You could pick up some Samuel Smith’s Pale Ale. Most people can recognize diacetyl in that beer. Shipyard beers usually have it. Or buy some artificial butter in the popcorn section of the grocery and sniff that for a real hit.
At the homebrew club meeting last night I had my first noticeably diactyl’d beer. It tasted just like artificial popcorn butter. It was super weird. I’m not sure I’d be able to pick out a low-level of diacetyl, though.
I think about 10% of folks can’t smell or taste it.
You can put a sample of the beer in the microwave for 20 seconds and see if that brings out the diacetyl. I have a medium to medium high threshold.
I have had diacetyl beer at club meetings, which makes me believe that the brewer must have had a higher diacetyl threshold than me.
There is one guy in the club who says he is blind to diacetyl - well he does say he can pick it up in theater popcorn.
There is another guy in the club that is hypersensitive to diacetyl, but says he is blind to DMS. Rolling Rock tastes like any other adjunct lager to him.
We are all diffentent. That is why there has to be more than 1 judge on a panel.
You know, I was wondering if there was a commercial beer that was a good example of DMS to calibrate my palate. I haven’t had the Rock in ages. I’ll have to check it out.
In BJCP class we had some. It was creamed corn to me. Considered part of the Brands flavor, though a defect by most anyone else.
I percieve DMS as a baked bean-y aroma in my beers. I brew belgians, use primarily pils and boil for 90min. I immersion chill it down to 140-ish before i cover the pot. This time I whirlpooled hops for 15 min before cooling and no Van Camps in finished beer…hmmm
I did a doctored beer segment for our beer club and used artificial butter flavoring, which can be found in most grocery stores in the spices section. I used a Bud Light as the base beer, because it is pretty much free of any taste so lends itself to being doctored. Just a few drops in a BL and you will get the flavor.
Shipyard beers usually have it.
Sea dog and Shipyard beers, and most anything they contract brew, like the Gritty McDuff beers, are usually loaded with diacetyl.

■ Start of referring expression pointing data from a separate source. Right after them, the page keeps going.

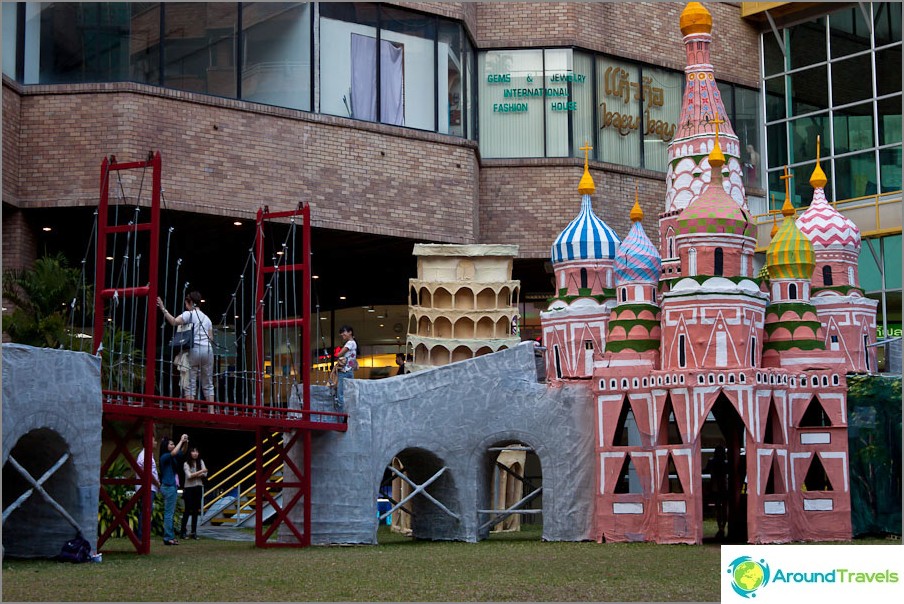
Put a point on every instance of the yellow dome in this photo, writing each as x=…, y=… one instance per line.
x=695, y=19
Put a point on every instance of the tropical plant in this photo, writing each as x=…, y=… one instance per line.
x=41, y=298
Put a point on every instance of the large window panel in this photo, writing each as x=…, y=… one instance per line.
x=890, y=169
x=888, y=70
x=848, y=31
x=276, y=54
x=803, y=137
x=809, y=90
x=618, y=139
x=662, y=97
x=199, y=47
x=855, y=175
x=806, y=43
x=510, y=89
x=582, y=116
x=887, y=20
x=450, y=67
x=852, y=80
x=853, y=128
x=347, y=58
x=408, y=70
x=558, y=82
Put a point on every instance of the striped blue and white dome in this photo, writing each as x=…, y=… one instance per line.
x=585, y=238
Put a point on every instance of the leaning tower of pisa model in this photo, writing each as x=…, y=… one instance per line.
x=462, y=304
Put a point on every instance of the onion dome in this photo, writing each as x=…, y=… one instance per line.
x=714, y=210
x=586, y=237
x=637, y=258
x=695, y=19
x=825, y=226
x=790, y=254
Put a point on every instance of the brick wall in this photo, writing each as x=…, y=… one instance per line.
x=229, y=158
x=640, y=31
x=529, y=202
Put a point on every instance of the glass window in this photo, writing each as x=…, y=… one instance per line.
x=69, y=42
x=887, y=19
x=559, y=101
x=746, y=123
x=806, y=43
x=510, y=90
x=855, y=175
x=775, y=98
x=888, y=70
x=348, y=62
x=451, y=79
x=778, y=144
x=276, y=54
x=848, y=32
x=10, y=38
x=619, y=115
x=407, y=69
x=582, y=116
x=199, y=47
x=852, y=80
x=889, y=120
x=853, y=128
x=803, y=136
x=809, y=90
x=890, y=169
x=773, y=59
x=661, y=108
x=144, y=60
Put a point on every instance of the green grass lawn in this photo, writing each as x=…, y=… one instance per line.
x=508, y=567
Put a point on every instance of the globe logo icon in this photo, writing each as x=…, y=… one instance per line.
x=748, y=575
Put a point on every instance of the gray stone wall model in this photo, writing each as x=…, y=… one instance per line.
x=52, y=406
x=449, y=416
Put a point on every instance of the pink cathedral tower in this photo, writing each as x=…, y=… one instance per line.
x=689, y=169
x=575, y=323
x=848, y=317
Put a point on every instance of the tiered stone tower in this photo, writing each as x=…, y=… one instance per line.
x=462, y=304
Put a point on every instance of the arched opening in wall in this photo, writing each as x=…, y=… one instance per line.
x=817, y=479
x=464, y=328
x=439, y=355
x=504, y=299
x=484, y=329
x=461, y=353
x=442, y=328
x=442, y=298
x=424, y=327
x=409, y=475
x=426, y=298
x=464, y=299
x=33, y=523
x=725, y=483
x=486, y=299
x=512, y=498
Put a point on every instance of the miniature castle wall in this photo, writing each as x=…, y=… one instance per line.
x=462, y=303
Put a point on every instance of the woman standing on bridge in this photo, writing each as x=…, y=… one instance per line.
x=201, y=352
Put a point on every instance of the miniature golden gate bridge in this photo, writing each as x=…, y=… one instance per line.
x=270, y=305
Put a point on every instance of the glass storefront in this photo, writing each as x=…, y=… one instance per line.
x=375, y=62
x=551, y=102
x=839, y=78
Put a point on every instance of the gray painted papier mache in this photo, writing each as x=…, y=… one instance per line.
x=448, y=417
x=52, y=406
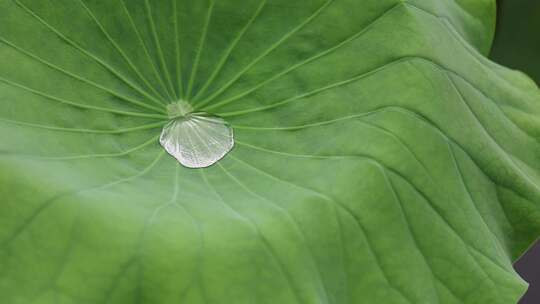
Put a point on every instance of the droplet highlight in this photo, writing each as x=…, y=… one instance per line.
x=196, y=140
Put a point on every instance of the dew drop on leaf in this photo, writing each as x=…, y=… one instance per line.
x=196, y=140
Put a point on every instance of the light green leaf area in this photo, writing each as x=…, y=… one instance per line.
x=379, y=157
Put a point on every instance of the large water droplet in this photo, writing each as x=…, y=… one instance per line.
x=196, y=140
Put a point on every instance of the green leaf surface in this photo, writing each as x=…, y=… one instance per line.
x=379, y=156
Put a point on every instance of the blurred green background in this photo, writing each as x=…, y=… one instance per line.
x=517, y=40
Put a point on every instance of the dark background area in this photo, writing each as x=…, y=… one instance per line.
x=517, y=45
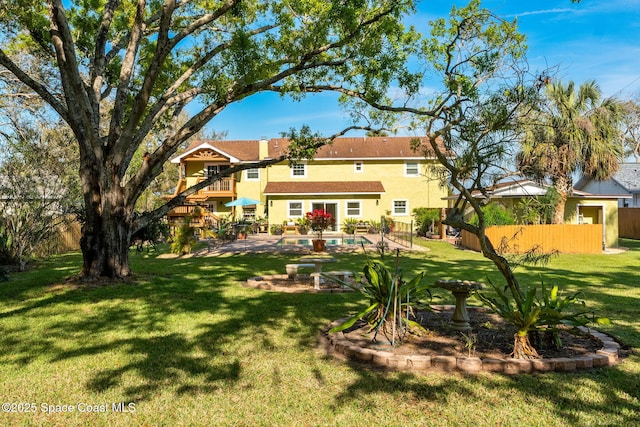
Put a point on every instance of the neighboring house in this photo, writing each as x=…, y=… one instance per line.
x=581, y=207
x=363, y=178
x=625, y=181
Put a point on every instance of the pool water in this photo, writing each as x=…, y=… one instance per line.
x=356, y=240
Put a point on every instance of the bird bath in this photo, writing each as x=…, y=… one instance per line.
x=461, y=289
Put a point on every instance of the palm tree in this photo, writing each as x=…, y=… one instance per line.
x=574, y=131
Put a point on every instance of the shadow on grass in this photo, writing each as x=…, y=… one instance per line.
x=188, y=325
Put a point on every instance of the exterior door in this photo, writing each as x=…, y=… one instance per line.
x=332, y=208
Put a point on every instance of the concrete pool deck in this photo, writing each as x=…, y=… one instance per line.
x=260, y=243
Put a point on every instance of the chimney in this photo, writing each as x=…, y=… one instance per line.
x=263, y=148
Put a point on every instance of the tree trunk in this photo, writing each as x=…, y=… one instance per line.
x=558, y=214
x=563, y=186
x=106, y=231
x=105, y=248
x=522, y=348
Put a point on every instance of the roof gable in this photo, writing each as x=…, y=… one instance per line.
x=379, y=147
x=356, y=148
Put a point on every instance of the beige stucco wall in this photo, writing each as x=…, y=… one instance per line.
x=419, y=191
x=609, y=216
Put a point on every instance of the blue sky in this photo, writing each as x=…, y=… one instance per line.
x=591, y=40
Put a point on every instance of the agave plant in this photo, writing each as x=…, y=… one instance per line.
x=533, y=314
x=391, y=298
x=523, y=313
x=554, y=312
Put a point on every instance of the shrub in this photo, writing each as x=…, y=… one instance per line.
x=349, y=225
x=495, y=214
x=426, y=218
x=533, y=316
x=385, y=290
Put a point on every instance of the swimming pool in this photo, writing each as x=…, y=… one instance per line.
x=356, y=240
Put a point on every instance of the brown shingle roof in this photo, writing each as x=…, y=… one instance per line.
x=324, y=187
x=382, y=147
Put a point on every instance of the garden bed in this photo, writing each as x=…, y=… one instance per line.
x=487, y=347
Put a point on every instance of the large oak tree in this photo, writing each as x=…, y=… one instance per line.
x=117, y=71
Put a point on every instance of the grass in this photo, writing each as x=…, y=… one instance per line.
x=187, y=345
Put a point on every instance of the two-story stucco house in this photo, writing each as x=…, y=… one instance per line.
x=363, y=178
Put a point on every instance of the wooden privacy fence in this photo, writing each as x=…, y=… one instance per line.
x=629, y=223
x=566, y=238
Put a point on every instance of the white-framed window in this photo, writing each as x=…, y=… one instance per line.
x=400, y=207
x=294, y=209
x=411, y=168
x=252, y=174
x=354, y=208
x=298, y=170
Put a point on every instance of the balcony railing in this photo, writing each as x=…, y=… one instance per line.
x=225, y=185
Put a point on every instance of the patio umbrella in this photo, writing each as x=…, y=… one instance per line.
x=243, y=201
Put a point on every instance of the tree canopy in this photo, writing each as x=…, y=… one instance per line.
x=115, y=72
x=572, y=130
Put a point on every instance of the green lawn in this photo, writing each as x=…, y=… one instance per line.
x=187, y=345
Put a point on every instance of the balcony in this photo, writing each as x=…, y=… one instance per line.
x=221, y=188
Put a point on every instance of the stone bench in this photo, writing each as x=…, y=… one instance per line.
x=292, y=269
x=342, y=275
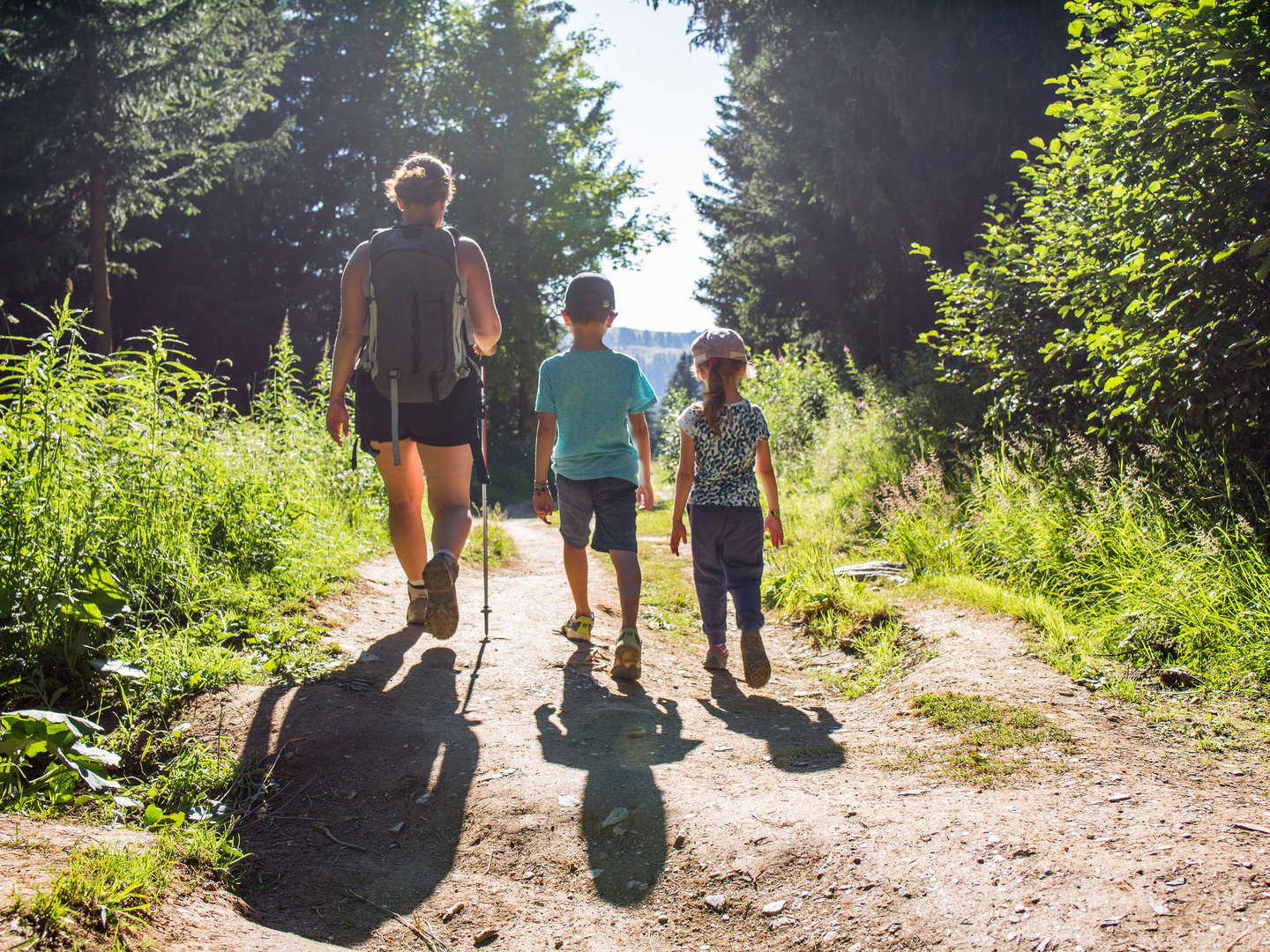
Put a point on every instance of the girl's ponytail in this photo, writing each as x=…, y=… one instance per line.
x=718, y=369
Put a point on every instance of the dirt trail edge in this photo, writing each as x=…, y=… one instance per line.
x=536, y=804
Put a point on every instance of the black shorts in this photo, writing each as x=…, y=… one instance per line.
x=451, y=423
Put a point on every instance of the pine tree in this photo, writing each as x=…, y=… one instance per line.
x=115, y=109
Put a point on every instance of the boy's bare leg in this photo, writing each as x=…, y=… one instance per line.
x=629, y=580
x=576, y=570
x=449, y=475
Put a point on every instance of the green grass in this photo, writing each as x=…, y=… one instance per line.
x=103, y=890
x=156, y=544
x=995, y=736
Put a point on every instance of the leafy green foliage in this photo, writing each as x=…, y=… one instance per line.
x=796, y=389
x=140, y=518
x=45, y=753
x=1123, y=291
x=503, y=92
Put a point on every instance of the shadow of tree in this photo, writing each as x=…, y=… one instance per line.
x=389, y=782
x=796, y=743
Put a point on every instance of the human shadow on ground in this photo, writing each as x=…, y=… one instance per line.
x=375, y=781
x=615, y=738
x=796, y=743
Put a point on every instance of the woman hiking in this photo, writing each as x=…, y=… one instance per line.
x=430, y=453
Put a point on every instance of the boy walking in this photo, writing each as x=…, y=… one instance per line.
x=592, y=432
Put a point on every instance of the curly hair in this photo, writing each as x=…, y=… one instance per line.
x=421, y=179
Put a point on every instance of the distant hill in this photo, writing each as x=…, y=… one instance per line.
x=657, y=351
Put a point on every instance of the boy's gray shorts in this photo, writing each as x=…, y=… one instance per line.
x=612, y=502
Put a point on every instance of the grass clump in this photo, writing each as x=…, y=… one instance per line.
x=104, y=890
x=990, y=729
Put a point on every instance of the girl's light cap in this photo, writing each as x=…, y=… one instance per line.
x=721, y=343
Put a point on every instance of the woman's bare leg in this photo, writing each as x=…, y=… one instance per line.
x=449, y=475
x=404, y=485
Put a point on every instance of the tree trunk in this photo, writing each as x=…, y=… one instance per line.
x=97, y=219
x=97, y=211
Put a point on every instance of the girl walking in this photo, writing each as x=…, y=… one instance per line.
x=721, y=441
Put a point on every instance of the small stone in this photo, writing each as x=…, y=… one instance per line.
x=615, y=816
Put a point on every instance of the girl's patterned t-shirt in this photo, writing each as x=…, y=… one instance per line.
x=724, y=460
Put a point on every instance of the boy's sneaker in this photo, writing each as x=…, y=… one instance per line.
x=578, y=628
x=753, y=658
x=417, y=611
x=439, y=576
x=626, y=655
x=716, y=659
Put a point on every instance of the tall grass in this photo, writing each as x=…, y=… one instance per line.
x=1147, y=565
x=144, y=521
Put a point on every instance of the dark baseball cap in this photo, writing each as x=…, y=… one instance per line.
x=588, y=294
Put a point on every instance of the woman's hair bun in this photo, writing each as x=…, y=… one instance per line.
x=421, y=179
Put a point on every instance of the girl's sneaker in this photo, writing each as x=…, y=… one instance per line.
x=753, y=658
x=578, y=628
x=626, y=655
x=417, y=611
x=716, y=659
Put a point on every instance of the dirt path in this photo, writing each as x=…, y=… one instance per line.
x=564, y=810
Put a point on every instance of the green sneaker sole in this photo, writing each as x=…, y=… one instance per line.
x=753, y=659
x=442, y=619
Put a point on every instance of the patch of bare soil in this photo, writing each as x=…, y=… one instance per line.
x=441, y=792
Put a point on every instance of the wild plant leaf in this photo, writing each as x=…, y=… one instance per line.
x=97, y=597
x=107, y=758
x=118, y=666
x=83, y=767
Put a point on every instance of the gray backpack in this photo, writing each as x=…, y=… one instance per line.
x=419, y=337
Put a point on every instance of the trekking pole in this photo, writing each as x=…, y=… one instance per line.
x=484, y=539
x=484, y=499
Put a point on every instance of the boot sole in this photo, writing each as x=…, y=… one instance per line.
x=626, y=663
x=442, y=617
x=753, y=659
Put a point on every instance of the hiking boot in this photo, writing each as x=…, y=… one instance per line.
x=439, y=576
x=753, y=659
x=626, y=654
x=716, y=659
x=417, y=612
x=578, y=628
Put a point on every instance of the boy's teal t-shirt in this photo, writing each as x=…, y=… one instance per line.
x=591, y=394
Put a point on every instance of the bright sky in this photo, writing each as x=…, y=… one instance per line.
x=661, y=117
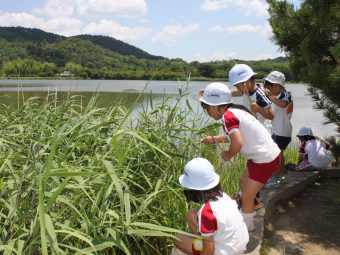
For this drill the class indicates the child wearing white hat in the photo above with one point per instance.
(218, 222)
(248, 137)
(255, 97)
(314, 153)
(283, 109)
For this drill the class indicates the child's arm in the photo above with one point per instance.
(265, 112)
(208, 246)
(214, 139)
(236, 143)
(279, 102)
(301, 157)
(236, 93)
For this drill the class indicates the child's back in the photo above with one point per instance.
(257, 142)
(318, 155)
(222, 220)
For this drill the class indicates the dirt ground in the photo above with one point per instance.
(306, 224)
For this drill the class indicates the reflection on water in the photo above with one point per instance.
(125, 92)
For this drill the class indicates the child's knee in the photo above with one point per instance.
(191, 215)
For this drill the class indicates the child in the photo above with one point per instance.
(218, 221)
(248, 137)
(283, 108)
(243, 78)
(313, 152)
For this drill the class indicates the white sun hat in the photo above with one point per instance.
(216, 93)
(199, 174)
(240, 73)
(305, 131)
(276, 77)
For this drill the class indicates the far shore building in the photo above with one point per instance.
(66, 74)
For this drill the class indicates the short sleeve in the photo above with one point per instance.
(231, 122)
(286, 96)
(207, 220)
(302, 148)
(262, 98)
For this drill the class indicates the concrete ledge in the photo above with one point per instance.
(295, 183)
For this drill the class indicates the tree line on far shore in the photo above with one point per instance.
(35, 53)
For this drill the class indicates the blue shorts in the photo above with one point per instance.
(281, 141)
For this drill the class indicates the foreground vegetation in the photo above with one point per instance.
(87, 180)
(92, 180)
(28, 52)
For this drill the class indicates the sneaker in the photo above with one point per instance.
(273, 182)
(238, 199)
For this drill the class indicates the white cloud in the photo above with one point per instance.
(211, 5)
(19, 19)
(243, 28)
(267, 30)
(217, 28)
(116, 30)
(170, 33)
(247, 7)
(267, 56)
(215, 56)
(62, 26)
(56, 8)
(121, 8)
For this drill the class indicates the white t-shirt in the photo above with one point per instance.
(222, 220)
(259, 96)
(257, 142)
(318, 155)
(281, 123)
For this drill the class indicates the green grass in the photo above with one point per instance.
(92, 180)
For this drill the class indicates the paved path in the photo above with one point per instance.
(295, 183)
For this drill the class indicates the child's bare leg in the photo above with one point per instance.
(191, 218)
(249, 190)
(185, 242)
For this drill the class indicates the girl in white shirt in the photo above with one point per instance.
(313, 152)
(248, 137)
(218, 222)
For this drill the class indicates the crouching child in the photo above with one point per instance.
(218, 223)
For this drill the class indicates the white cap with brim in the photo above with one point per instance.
(277, 78)
(199, 174)
(240, 73)
(305, 131)
(216, 93)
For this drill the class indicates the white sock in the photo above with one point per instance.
(249, 219)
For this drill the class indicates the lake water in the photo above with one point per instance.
(114, 90)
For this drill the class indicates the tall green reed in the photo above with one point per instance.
(98, 180)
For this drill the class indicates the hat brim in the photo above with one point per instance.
(183, 180)
(202, 99)
(244, 79)
(272, 81)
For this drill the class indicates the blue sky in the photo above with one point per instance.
(194, 30)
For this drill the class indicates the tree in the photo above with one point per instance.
(310, 37)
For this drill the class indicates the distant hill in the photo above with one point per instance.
(28, 34)
(37, 35)
(29, 52)
(118, 46)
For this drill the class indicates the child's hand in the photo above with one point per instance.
(226, 155)
(255, 107)
(208, 140)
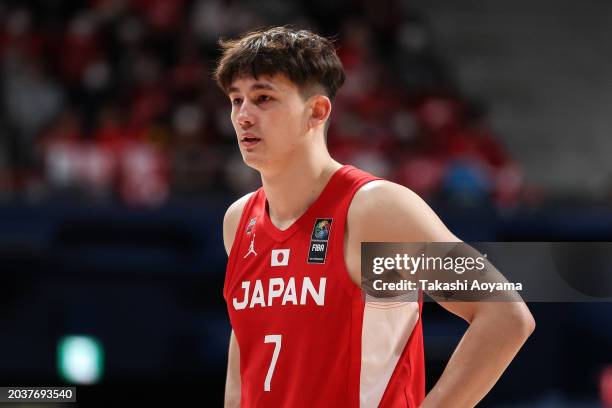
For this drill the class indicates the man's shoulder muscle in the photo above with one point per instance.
(385, 211)
(382, 211)
(232, 219)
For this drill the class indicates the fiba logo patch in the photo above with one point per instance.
(280, 257)
(251, 225)
(319, 238)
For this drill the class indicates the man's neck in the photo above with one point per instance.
(292, 191)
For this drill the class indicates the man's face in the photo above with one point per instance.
(270, 118)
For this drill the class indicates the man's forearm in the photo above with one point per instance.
(488, 346)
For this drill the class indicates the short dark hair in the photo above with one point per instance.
(306, 58)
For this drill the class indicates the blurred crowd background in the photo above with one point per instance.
(114, 101)
(118, 159)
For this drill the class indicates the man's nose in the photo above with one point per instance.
(245, 116)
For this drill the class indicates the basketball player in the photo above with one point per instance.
(302, 334)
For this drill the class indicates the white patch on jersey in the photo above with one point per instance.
(280, 257)
(387, 327)
(251, 248)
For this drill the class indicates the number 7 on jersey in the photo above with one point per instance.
(276, 339)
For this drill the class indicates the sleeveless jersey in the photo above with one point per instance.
(306, 336)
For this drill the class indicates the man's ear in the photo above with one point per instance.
(321, 109)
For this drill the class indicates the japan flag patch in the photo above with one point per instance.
(280, 257)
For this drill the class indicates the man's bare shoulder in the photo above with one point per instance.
(232, 219)
(388, 212)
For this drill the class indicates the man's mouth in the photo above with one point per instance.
(249, 141)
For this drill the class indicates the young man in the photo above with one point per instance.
(302, 334)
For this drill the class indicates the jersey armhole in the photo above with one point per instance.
(231, 260)
(345, 277)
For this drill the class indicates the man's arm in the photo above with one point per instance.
(386, 212)
(232, 380)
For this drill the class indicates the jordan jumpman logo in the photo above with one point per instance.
(251, 247)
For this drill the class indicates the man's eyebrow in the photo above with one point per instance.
(255, 87)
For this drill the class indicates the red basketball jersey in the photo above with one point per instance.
(306, 336)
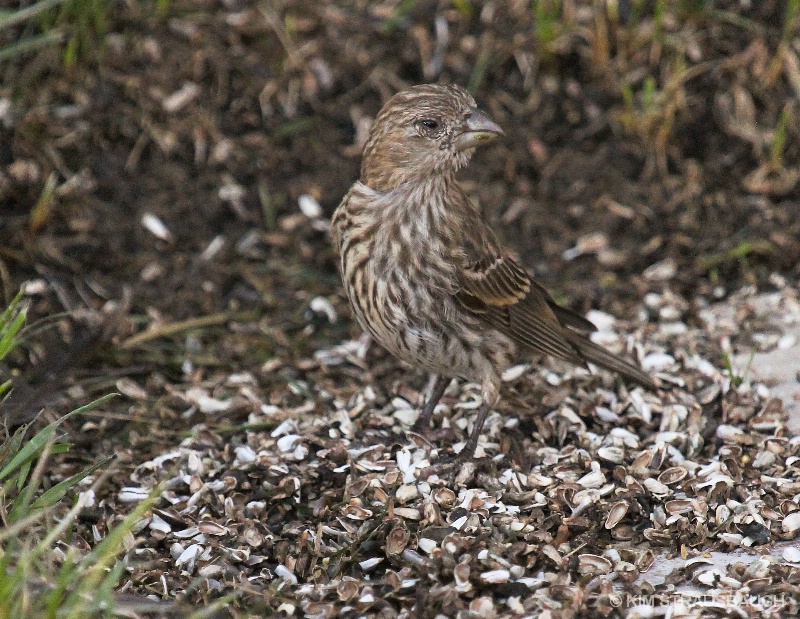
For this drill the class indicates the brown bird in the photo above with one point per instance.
(425, 275)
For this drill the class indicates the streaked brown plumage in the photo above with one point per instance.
(426, 277)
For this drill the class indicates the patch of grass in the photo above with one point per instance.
(548, 23)
(11, 18)
(41, 574)
(80, 24)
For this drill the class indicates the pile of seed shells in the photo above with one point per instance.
(333, 508)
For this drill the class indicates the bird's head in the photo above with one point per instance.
(423, 131)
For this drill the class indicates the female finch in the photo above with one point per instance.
(426, 277)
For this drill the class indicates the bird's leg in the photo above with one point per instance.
(490, 393)
(439, 385)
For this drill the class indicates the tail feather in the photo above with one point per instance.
(598, 355)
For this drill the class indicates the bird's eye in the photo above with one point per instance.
(430, 124)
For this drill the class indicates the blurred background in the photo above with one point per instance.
(168, 169)
(165, 148)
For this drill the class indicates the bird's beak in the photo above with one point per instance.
(476, 130)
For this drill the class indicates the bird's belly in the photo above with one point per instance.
(436, 339)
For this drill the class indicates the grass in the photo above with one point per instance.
(41, 574)
(79, 24)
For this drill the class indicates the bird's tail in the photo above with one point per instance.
(598, 355)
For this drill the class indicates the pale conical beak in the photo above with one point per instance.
(476, 130)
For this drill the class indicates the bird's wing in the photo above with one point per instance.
(496, 288)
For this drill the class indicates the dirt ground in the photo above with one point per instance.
(151, 195)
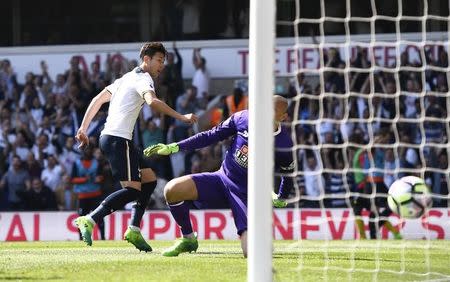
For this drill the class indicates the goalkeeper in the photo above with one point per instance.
(227, 187)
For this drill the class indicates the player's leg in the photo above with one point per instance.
(93, 203)
(178, 193)
(124, 168)
(148, 185)
(133, 232)
(238, 204)
(83, 209)
(244, 243)
(203, 188)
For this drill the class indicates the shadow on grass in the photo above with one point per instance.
(15, 278)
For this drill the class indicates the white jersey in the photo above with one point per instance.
(126, 102)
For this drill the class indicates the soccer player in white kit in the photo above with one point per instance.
(127, 96)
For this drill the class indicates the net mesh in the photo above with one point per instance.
(370, 76)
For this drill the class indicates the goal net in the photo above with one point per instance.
(368, 90)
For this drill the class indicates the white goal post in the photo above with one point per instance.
(260, 165)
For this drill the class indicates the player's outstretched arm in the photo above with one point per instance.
(161, 149)
(103, 97)
(160, 106)
(278, 202)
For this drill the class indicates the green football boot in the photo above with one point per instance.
(182, 245)
(135, 237)
(398, 236)
(85, 226)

Unfortunately, I’m very sensitive to it and it tastes foul to me. It is a useful trait to have as a brewer, though.
I am very sensitive to diacetyl. Used to be that Redhook ESB was loaded with it, but I don’t know if that is the case any longer. I brewed a kolsch a couple months ago that is slightly tainted with diacetyl (it was one that I had trouble raising over 58 degrees due to my weird method of fermenting it in my cold room). I can’t drink it. My wife says it is delicious.
anything from Middle Ages screams diacetyl.
anything from Middle Ages screams diacetyl.